Yesterday began with a surgeon's visit to see what he was thinking. I don't think he really cares much what i am thinking. A few scarcastic remarks set me not feeling 100% he is the doctor for me. We'll see. I would like the bedside manner to be pleasing too. Then headed to my naturopathic for advise. Had something similar to a massage on my electrical pulses. Very interesting.

So Lord i am directed back to Psalm 139 and how you formed me. You are a great God and greatly to be praised.

How do i represent YOU in all of this maze of decisions, Lord? Passion - i have a feeling i am going to begin to experience my passion, to live my passion more than ever.

Wednesday, July 1, 2009

Burning Passion

Lord you directed my steps to the book section at Walmart yesterday. You orchestrated a moment of decision to purchase and devour "So You Don't Want To Go To Church Anymore -
an unexpected journey". My heart is filled with regret, longing, and passion. Regret that i have allowed myself to believe others can fill me with their understanding and knowledge of YOU.
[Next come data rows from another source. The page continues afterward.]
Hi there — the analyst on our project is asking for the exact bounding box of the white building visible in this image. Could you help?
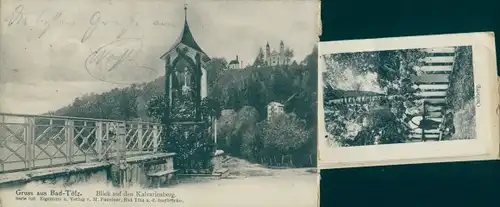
[227,55,242,69]
[265,41,286,66]
[267,102,284,120]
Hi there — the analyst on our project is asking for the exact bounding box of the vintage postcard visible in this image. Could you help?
[318,33,500,168]
[0,0,319,207]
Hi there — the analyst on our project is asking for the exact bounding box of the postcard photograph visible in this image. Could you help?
[0,0,319,207]
[319,32,498,168]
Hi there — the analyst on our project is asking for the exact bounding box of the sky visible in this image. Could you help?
[0,0,319,114]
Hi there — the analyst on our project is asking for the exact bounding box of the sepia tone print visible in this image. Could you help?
[323,46,476,147]
[318,32,500,169]
[0,0,318,206]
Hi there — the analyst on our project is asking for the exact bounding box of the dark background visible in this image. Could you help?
[320,0,500,207]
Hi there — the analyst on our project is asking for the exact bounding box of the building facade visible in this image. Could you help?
[267,102,284,120]
[227,55,242,70]
[264,41,286,66]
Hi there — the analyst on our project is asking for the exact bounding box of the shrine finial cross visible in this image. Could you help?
[184,0,187,20]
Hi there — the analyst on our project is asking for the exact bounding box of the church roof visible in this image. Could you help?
[160,4,210,60]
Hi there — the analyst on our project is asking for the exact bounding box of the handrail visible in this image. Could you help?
[0,113,164,173]
[0,112,163,125]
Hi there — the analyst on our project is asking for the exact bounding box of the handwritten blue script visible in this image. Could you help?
[85,38,154,83]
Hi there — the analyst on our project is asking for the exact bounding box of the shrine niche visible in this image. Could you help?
[169,57,199,120]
A longing inside, deep inside, to get to know YOU even more intimate. That Song Of Solomon relationship. I'm wondering what does "passion" for YOU really look like, how does it really express its self? Michael West's "Motion" expresses some of what i feel but not even close.




Burning Passion, A Heart's Burning Passion to know YOU more!!

Sunday, June 28, 2009

The Ultimate Surrender

i'm thinking of you again, Lord Jesus. what you did for me, the ultimate price you paid for my freedom. the tears came on like a flood last night.
your beauty
your surrender
your loss my gain
your suffering my freedom

i become overwhelmed with the thoughts of it all
and
express my gratitude in a river of tears flooding down my face washing it clean.
washing me clean.

Friday, June 26, 2009

Firm Foundation


in order for a dress to fit properly it has to be fitted to your body shape.
i loved working on a page for lady di, she is a wonderful steamstress and artist.

do you have a firm foundation in your life with Jesus Christ?
try it on and see if it fits, i challenge you!

Wednesday, June 24, 2009

Song Of Solomon Doodle

i spent yesterday evening reading and reading the first several verses of SoS
my doodle page after reflecting on my Beloved scripture verse.

I am HIS Beloved
a kiss upon lips
name poured out
smell of sweet perfume
King's chambers
FRIENDS

Tuesday, June 23, 2009

BE-fitting Room

BE-fitting Paper Doll





not sure why but felt compelled to begin a new blog

after watching Beth Moore speaking on her most desired goal ;

to feel the passion of knowing and loving God more.

TO BE totally in love - consumed with the love you express.

my goal - To BE fitting for the King of Kings.

Here's a question: why is it that we love anything vintage

meaning another word for old? and yet our society

disregards the wisdom of our elders?